莫永連忙點頭,“老爺,您不在,我肯定不到處走。”
陸楊聽出他語氣裏的緊張,轉頭看向他,笑道:“莫叔別緊張,我隻是怕你出什麼事而已。”
到時候狩獵開始,他肯定是要跟在皇上身邊的,莫永最好就是待在帳子裏,免得出現什麼意外。
莫永自然明白,他在外向來不會談論自家老爺的事,隻是昨日陸楊不在,便有不少人明裏暗裏地過來找他談話,大多都是過來打探陸楊的事的。
到時候自家老爺不在,也不知道會有多少人等著過來找他說話,想著昨日於公公走時那些人的目光,莫永就能知道一旦讓他們找著機會,自己怕是要被多少人給圍住。
陸楊出來,也並不全是為了說這些。
他看了眼天邊好似將要升起的太陽,脫去稍厚的外衣讓莫永拿著,隨即開始熱身,做起了五禽戲。
除去趕路的這幾日,五禽戲陸楊是一日不落,這突然間幾日不做,他心裏一直掛著這事。
這會動一動,他也舒爽起來。
五禽戲的動作他已經十分熟練,不像是當初那般僵硬,莫永在一旁看著看著,也漸漸看入神了。
這邊的日出確實很美,陸楊停下來時,天邊碩大的紅日緩緩升起,穿透了黑暗,散發著光芒。
陸楊接過莫永遞過來的手帕一邊擦汗一邊看著,突然便有一道聲音傳來。
“陸坊學倒是好興致,一大早的在這賞日出呢?”
陸楊轉頭看去,微微喘著氣笑道:“薛尚書也是過來看日出的?”
薛濤摸著胡子搖頭,“聽人說你往這邊來了,我是來尋你的。
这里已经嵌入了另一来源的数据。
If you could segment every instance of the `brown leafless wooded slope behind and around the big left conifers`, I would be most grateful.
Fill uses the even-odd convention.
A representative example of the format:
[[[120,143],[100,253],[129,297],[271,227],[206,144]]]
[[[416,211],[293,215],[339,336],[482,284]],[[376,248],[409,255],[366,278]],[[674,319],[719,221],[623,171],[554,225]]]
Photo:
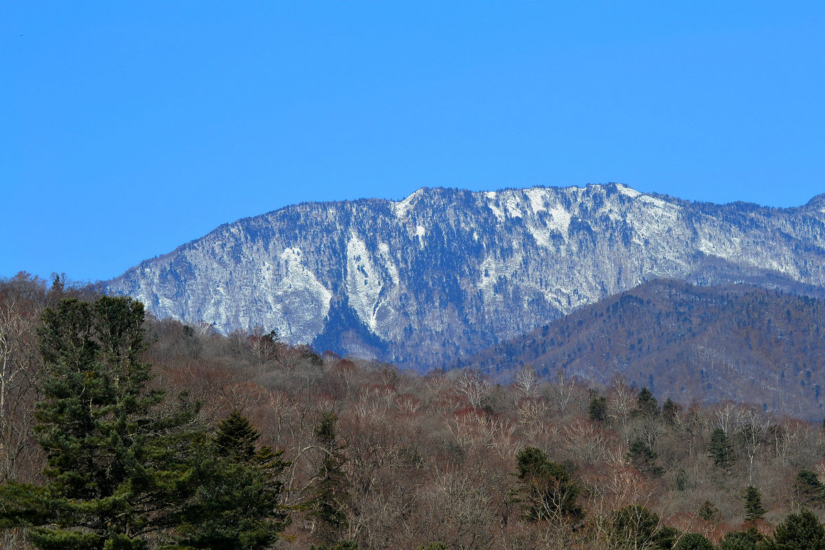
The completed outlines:
[[[48,453],[38,452],[31,432],[44,418],[32,412],[52,390],[42,386],[37,333],[62,326],[42,311],[64,311],[59,299],[67,296],[99,302],[59,280],[47,288],[21,275],[0,284],[3,487],[44,482]],[[149,346],[134,364],[151,364],[153,378],[140,395],[163,390],[158,411],[201,402],[193,424],[181,430],[198,427],[227,464],[240,456],[221,458],[227,431],[249,435],[236,441],[254,449],[283,451],[272,514],[288,519],[272,524],[280,530],[271,548],[684,550],[714,543],[732,550],[796,548],[781,545],[799,533],[825,539],[821,421],[733,402],[680,407],[621,377],[597,383],[520,369],[515,383],[498,385],[475,369],[422,376],[288,346],[272,333],[221,336],[208,326],[153,318],[143,329]],[[243,427],[239,419],[259,436],[229,430]],[[194,498],[186,495],[181,499]],[[188,503],[172,504],[193,510]],[[0,527],[10,526],[12,508],[2,502]],[[164,529],[205,540],[195,536],[203,529],[179,525]],[[26,548],[24,531],[3,531],[6,548]],[[163,548],[165,533],[145,534],[145,548]]]

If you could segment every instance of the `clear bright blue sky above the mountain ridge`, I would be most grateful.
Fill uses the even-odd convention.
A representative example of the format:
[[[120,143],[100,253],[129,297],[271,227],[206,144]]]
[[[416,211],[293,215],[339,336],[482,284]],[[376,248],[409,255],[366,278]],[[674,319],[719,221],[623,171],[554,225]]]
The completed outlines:
[[[823,2],[2,2],[0,276],[305,200],[825,191]]]

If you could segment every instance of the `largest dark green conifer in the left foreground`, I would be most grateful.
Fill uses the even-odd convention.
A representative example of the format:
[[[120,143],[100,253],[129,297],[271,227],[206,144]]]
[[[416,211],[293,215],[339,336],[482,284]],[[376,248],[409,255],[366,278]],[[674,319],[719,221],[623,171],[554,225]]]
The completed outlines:
[[[164,393],[147,388],[143,304],[68,299],[43,320],[35,437],[45,486],[0,486],[0,527],[24,527],[48,550],[176,548],[199,495],[227,477],[200,460],[214,445],[197,427],[197,405],[163,404]],[[236,473],[233,482],[250,482],[248,468]]]

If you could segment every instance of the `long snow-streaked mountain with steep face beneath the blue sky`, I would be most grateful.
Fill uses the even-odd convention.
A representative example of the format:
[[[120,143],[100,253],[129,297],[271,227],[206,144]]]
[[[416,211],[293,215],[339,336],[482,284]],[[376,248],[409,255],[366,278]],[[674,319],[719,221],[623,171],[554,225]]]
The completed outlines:
[[[825,195],[772,209],[608,184],[304,203],[224,224],[106,287],[158,317],[424,369],[662,278],[825,286]]]

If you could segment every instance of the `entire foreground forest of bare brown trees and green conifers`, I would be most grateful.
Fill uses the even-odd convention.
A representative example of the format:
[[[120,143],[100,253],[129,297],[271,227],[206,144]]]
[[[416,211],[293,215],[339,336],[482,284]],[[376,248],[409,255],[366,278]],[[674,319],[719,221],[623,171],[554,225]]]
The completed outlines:
[[[670,397],[420,375],[21,274],[2,548],[825,548],[822,423]]]

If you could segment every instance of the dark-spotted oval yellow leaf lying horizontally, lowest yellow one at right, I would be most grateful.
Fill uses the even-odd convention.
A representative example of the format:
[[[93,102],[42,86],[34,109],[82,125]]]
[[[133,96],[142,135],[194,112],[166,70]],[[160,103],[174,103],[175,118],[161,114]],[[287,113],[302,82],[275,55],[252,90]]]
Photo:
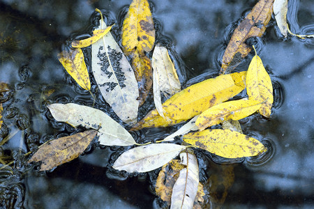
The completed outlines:
[[[183,140],[221,157],[251,157],[267,150],[260,141],[232,130],[203,130],[186,134]]]

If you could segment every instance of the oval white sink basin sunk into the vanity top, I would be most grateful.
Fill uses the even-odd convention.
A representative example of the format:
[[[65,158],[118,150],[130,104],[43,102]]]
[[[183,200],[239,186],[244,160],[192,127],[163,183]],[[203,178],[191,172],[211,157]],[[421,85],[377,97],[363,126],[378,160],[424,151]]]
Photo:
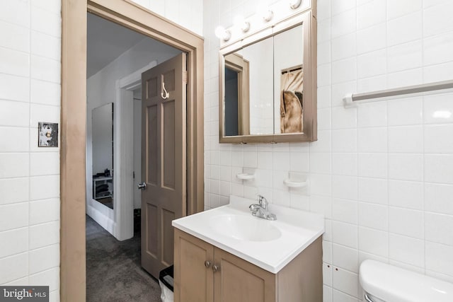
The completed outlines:
[[[271,241],[282,236],[273,222],[252,215],[229,214],[211,217],[210,226],[214,232],[237,240]]]

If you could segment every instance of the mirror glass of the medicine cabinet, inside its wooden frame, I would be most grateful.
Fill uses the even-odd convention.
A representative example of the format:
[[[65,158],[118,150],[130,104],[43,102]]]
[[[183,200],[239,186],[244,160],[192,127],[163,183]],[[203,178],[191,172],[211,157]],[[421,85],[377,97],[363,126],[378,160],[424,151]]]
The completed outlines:
[[[303,132],[298,25],[224,56],[224,136]]]

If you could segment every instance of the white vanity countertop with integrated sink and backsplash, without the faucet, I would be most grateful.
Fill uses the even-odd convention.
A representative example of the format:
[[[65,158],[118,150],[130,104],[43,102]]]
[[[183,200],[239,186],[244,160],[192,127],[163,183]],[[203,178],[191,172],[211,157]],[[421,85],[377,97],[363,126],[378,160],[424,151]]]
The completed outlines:
[[[256,200],[230,196],[229,204],[172,221],[175,228],[277,274],[324,233],[324,217],[268,204],[277,220],[253,216]]]

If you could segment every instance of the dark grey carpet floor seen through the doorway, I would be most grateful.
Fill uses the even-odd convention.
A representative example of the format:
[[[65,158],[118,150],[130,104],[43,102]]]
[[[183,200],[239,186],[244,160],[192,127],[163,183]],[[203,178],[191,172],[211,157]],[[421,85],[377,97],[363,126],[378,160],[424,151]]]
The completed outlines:
[[[161,301],[158,281],[140,265],[140,234],[118,241],[86,216],[86,301]]]

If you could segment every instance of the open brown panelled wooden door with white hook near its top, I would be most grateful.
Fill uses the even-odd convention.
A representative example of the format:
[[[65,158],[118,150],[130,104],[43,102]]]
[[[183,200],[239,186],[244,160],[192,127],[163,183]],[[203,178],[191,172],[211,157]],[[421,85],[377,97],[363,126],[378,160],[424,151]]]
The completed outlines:
[[[185,54],[142,74],[142,267],[173,264],[171,221],[186,215]]]

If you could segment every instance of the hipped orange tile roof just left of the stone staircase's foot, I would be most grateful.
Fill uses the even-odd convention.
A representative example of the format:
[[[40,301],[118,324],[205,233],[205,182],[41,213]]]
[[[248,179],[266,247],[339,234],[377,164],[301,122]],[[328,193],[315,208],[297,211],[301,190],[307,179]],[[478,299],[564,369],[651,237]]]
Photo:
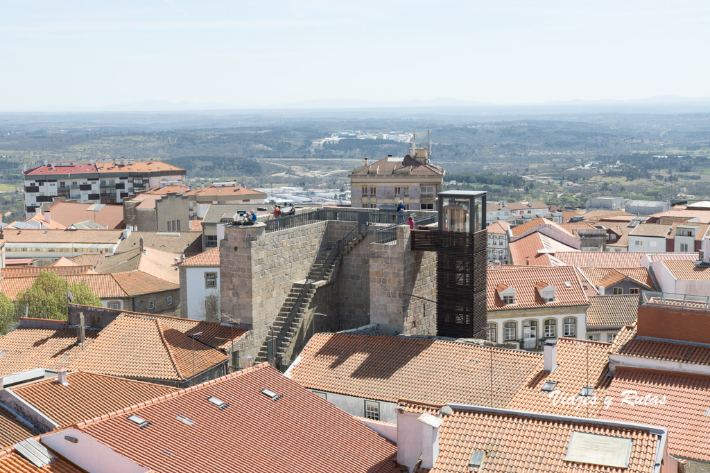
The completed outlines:
[[[226,355],[157,318],[119,316],[87,344],[72,369],[112,376],[185,381]]]

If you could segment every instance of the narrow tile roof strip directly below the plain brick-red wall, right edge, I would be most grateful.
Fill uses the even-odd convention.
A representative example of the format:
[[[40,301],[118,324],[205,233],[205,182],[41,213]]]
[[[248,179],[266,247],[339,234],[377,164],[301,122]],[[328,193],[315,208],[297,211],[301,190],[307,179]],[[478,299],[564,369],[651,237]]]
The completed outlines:
[[[628,357],[710,365],[710,347],[708,346],[645,340],[638,338],[636,333],[635,324],[622,328],[614,340],[611,352],[614,355]]]

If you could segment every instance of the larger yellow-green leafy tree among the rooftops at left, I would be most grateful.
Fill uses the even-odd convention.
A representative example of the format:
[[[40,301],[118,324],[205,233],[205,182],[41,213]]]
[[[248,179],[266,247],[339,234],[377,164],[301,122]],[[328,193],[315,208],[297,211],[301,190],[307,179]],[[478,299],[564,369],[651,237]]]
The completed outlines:
[[[68,284],[66,279],[61,279],[50,271],[40,272],[32,285],[18,294],[17,302],[21,308],[28,307],[28,317],[65,320],[69,302],[67,291],[72,294],[73,304],[102,305],[101,299],[92,292],[88,284],[83,282]]]

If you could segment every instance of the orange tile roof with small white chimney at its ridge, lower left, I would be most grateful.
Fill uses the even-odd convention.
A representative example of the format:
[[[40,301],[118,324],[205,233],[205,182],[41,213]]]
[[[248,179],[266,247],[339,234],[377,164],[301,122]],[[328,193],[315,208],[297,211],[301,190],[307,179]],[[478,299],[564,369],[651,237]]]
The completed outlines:
[[[58,423],[60,427],[67,427],[178,391],[178,388],[161,384],[91,372],[69,373],[67,382],[67,386],[62,386],[54,377],[12,386],[9,389]],[[25,435],[24,438],[28,436],[30,435]]]

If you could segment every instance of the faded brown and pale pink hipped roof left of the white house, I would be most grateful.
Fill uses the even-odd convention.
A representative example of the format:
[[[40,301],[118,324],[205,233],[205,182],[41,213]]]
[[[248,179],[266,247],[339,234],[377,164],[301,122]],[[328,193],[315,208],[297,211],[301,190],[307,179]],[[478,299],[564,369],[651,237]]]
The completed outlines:
[[[165,279],[174,284],[180,284],[180,274],[173,267],[175,253],[146,248],[141,253],[140,248],[107,256],[96,267],[99,273],[119,273],[142,271],[151,276]]]

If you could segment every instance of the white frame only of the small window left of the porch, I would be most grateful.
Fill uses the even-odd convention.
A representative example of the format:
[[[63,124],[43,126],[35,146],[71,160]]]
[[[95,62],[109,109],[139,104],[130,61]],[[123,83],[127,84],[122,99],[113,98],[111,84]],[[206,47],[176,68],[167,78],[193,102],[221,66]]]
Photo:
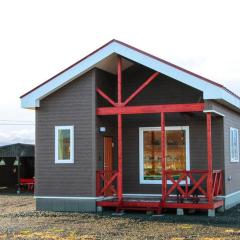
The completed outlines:
[[[58,159],[58,130],[70,130],[70,159]],[[74,126],[55,126],[55,163],[74,163]]]

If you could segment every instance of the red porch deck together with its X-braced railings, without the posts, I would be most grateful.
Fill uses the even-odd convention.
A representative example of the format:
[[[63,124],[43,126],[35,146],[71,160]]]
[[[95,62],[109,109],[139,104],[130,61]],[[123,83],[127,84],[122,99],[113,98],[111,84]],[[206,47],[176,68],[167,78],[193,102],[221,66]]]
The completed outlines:
[[[180,177],[176,180],[174,176]],[[110,177],[111,176],[111,177]],[[97,171],[97,206],[115,207],[117,211],[127,210],[152,210],[161,213],[162,209],[216,209],[223,205],[223,201],[217,196],[222,194],[222,170],[212,172],[212,192],[207,189],[208,171],[165,171],[167,181],[166,195],[163,194],[123,194],[118,199],[118,173],[113,171]],[[190,181],[192,184],[190,184]],[[209,199],[212,199],[210,202]]]

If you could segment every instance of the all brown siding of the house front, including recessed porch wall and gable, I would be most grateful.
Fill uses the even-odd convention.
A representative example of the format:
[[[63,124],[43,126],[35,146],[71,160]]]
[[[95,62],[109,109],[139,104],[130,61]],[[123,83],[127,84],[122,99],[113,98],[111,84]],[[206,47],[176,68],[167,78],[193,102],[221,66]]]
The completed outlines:
[[[124,99],[151,74],[150,70],[125,72]],[[134,77],[135,76],[135,77]],[[36,111],[36,195],[95,196],[96,161],[103,166],[103,136],[113,136],[114,167],[117,168],[117,122],[115,117],[95,117],[95,79],[98,86],[116,99],[116,78],[100,70],[86,73],[41,101]],[[110,81],[110,82],[109,82]],[[202,94],[161,75],[133,105],[189,103],[201,101]],[[97,97],[98,105],[104,101]],[[106,104],[106,103],[105,103]],[[191,168],[206,169],[206,120],[204,115],[167,114],[168,126],[190,126]],[[55,125],[74,125],[75,163],[54,163]],[[159,193],[159,185],[139,184],[139,127],[159,126],[158,115],[123,118],[123,188],[125,193]],[[105,134],[99,127],[107,127]],[[223,168],[223,119],[213,118],[214,168]],[[96,136],[97,135],[97,136]],[[96,140],[97,139],[97,140]],[[97,141],[97,151],[96,148]]]

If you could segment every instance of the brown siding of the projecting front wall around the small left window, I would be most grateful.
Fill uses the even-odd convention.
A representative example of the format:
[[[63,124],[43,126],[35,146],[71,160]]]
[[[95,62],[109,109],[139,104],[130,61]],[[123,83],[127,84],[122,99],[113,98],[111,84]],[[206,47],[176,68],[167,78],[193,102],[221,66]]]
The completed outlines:
[[[40,102],[36,110],[37,196],[95,196],[95,72]],[[55,126],[74,126],[74,164],[55,164]]]

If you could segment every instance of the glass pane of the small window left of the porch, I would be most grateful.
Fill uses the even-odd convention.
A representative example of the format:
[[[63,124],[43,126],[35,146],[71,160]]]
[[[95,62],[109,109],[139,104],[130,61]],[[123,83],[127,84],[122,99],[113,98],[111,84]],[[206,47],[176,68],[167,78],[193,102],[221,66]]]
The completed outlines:
[[[58,159],[70,159],[70,129],[58,129]]]

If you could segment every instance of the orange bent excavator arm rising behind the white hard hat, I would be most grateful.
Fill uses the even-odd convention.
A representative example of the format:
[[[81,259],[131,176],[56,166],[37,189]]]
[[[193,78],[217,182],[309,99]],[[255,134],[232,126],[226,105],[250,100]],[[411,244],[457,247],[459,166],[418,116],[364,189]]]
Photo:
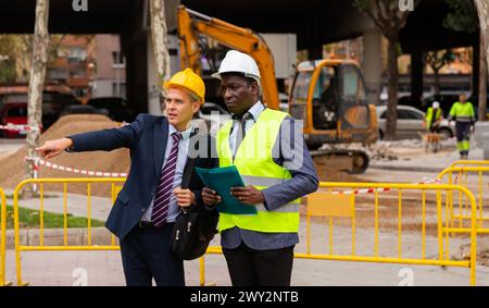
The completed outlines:
[[[212,38],[230,49],[248,53],[259,66],[264,103],[278,109],[278,89],[272,51],[266,42],[251,29],[241,28],[218,19],[210,17],[184,5],[178,7],[178,38],[181,69],[191,67],[202,75],[199,35]]]

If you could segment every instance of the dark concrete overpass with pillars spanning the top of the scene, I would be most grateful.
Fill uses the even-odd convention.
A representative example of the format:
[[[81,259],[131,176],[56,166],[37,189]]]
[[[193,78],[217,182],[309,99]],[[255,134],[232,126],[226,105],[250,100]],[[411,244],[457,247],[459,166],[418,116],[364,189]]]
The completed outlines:
[[[155,73],[149,35],[147,0],[87,0],[88,12],[76,12],[72,0],[50,0],[49,32],[70,34],[118,34],[126,56],[127,98],[139,111],[154,111]],[[35,1],[4,1],[0,10],[0,33],[26,34],[34,30]],[[201,13],[261,33],[294,33],[298,49],[310,58],[322,57],[322,46],[359,36],[364,37],[365,79],[376,93],[381,84],[381,39],[373,23],[359,12],[353,0],[166,0],[168,28],[175,30],[175,9],[183,4]],[[448,12],[443,0],[423,0],[401,32],[401,46],[413,58],[413,94],[423,87],[422,52],[432,49],[473,46],[478,54],[478,34],[467,35],[442,26]],[[477,59],[477,57],[475,57]],[[146,63],[146,65],[141,65]],[[478,72],[478,61],[474,63]],[[475,74],[477,75],[477,74]],[[476,78],[476,76],[475,76]],[[475,81],[474,83],[478,83]],[[376,95],[376,94],[375,94]]]

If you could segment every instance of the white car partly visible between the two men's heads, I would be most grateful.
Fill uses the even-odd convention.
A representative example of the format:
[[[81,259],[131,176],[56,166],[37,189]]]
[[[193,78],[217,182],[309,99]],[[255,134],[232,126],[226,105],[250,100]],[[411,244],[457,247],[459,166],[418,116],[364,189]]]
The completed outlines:
[[[225,108],[215,102],[205,102],[192,120],[192,125],[214,136],[229,119],[231,115]]]

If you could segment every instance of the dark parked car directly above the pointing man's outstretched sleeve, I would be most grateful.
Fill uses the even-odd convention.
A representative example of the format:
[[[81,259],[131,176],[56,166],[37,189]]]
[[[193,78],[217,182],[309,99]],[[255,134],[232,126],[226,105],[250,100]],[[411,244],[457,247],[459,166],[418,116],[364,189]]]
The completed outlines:
[[[133,122],[138,115],[122,97],[90,98],[87,106],[93,107],[100,114],[105,114],[115,122]]]

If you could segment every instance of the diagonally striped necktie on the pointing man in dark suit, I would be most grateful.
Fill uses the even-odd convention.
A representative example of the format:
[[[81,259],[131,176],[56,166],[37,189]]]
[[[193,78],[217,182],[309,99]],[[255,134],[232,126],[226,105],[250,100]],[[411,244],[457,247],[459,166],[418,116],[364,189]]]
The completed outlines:
[[[181,135],[179,133],[173,133],[172,138],[172,150],[170,151],[170,156],[161,172],[160,181],[158,182],[153,212],[151,214],[151,220],[156,227],[166,223],[170,199],[173,194],[173,177],[175,175],[176,161],[178,159],[178,143],[181,139]]]

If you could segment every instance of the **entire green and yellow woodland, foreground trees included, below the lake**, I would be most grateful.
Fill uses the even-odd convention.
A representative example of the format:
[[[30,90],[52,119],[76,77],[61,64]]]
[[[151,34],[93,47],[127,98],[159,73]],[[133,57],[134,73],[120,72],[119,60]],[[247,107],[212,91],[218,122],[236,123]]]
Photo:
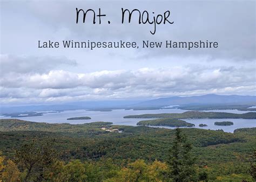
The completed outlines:
[[[0,120],[3,181],[254,181],[256,128]],[[109,132],[102,128],[123,131]],[[254,179],[253,179],[254,178]]]

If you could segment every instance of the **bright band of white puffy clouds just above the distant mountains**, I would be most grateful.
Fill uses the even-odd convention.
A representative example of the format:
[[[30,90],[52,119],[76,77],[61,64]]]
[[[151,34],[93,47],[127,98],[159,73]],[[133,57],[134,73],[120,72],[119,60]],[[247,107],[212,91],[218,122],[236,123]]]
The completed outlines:
[[[126,99],[206,93],[248,94],[256,86],[254,68],[205,67],[169,68],[74,73],[12,73],[0,79],[3,100],[33,99],[65,101],[81,99]]]

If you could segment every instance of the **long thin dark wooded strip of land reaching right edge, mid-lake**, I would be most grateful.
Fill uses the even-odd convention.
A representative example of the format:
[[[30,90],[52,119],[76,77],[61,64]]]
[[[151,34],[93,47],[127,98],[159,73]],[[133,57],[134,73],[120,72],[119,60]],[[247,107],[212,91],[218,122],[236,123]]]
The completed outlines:
[[[186,111],[184,113],[128,115],[128,116],[124,116],[124,118],[173,118],[173,119],[242,118],[242,119],[256,119],[256,112],[249,112],[249,113],[244,113],[244,114],[234,114],[234,113],[221,113],[221,112]]]

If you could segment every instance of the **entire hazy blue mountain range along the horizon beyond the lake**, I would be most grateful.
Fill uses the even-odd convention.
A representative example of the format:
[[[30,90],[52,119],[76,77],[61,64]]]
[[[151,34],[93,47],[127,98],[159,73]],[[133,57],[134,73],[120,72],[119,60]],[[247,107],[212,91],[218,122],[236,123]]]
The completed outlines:
[[[37,105],[37,106],[17,106],[17,107],[0,107],[0,114],[20,113],[24,111],[60,111],[60,110],[111,110],[111,109],[159,109],[168,106],[180,106],[180,109],[186,110],[209,110],[209,109],[239,109],[239,110],[256,110],[247,109],[250,106],[256,106],[256,96],[242,95],[201,95],[188,97],[163,97],[154,100],[109,100],[109,101],[81,101],[55,105]],[[181,107],[182,106],[182,107]],[[203,107],[202,107],[203,106]],[[223,107],[228,106],[228,107]],[[237,107],[239,106],[239,107]]]

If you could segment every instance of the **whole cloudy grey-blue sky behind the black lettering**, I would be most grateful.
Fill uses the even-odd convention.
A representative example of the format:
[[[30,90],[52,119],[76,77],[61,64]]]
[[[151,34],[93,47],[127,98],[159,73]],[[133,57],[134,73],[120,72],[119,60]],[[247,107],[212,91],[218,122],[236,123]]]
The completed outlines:
[[[3,1],[0,104],[256,93],[255,1]],[[76,24],[101,8],[111,24]],[[121,8],[173,24],[121,24]],[[88,17],[90,18],[90,17]],[[38,48],[41,41],[218,41],[214,49]]]

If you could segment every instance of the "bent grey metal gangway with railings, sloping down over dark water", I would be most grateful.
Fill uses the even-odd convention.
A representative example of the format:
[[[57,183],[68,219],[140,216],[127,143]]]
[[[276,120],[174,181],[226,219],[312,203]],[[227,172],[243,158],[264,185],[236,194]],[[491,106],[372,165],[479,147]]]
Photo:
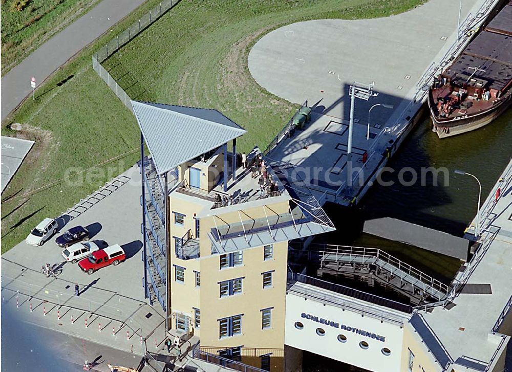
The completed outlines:
[[[320,251],[320,268],[343,272],[348,270],[366,271],[375,279],[386,281],[402,289],[412,286],[422,297],[430,296],[441,301],[451,288],[432,276],[412,267],[406,262],[378,249],[350,246],[324,245]]]

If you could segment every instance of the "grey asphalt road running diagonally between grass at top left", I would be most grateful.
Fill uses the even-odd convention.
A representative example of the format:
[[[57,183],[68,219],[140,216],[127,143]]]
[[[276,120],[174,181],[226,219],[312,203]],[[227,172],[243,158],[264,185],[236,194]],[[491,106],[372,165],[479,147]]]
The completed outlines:
[[[2,120],[32,92],[31,77],[35,77],[39,85],[68,59],[144,2],[103,0],[9,71],[2,77]]]

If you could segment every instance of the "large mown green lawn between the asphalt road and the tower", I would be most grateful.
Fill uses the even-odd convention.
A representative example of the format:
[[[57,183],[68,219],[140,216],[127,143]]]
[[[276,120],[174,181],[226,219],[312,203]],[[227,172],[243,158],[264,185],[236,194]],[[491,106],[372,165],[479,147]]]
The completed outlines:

”
“是嗎?”
早上是有些冷的,陸楊攏了攏莫永披上來的外衣,伸手做出一個請的手勢,讓薛濤回帳裏說話。
薛濤看了眼陸楊黏在額間的碎發,點了點頭。
“現在晨間涼氣重,陸坊學可得保重身體。”
“多謝薛尚書關心,我隻是今日醒得早,便想著出來走動走動,往後不會再這樣了。”
陸楊心知也就這一回了,之後肯定不會再這樣了。
薛濤能理解他,“說起來,我也是睡得不踏實,夜間要醒來幾次。”
說著,還打了個哈欠,確實是一副沒睡好的樣子。
陸楊是自然醒的,聞言,倒是沒解釋,順著薛濤的話,便說:“這邊不同京城那邊,薛尚書還是要及時調整過來。”
他們還要在這邊待幾天呢,若是一直不適應,到時候怕是身體也要熬不住,更別說還得伺候皇上他們呢。
薛濤歎了口氣,他怎麼不懂,隻是剛來這邊,確實是還未適應,再加上心裏裝著事,怎麼可能睡得安穩。
陸楊見他不說話,看了看周圍,大家基本都起來了,雖然沒多少人看向他們這邊,但也是有的。
見此,他也沒再說話,想著到了帳篷那再說。
哪成想,兩人還未走到呢,薛濤便被人喊走了。
他呆呆地望著薛濤離去的身影,好一會才被莫永喊回了帳裏。
莫永去端來熱水和早食,陸楊洗漱好,吃了一碗粥和三個包子便換了身適合騎馬射箭的利落勁裝。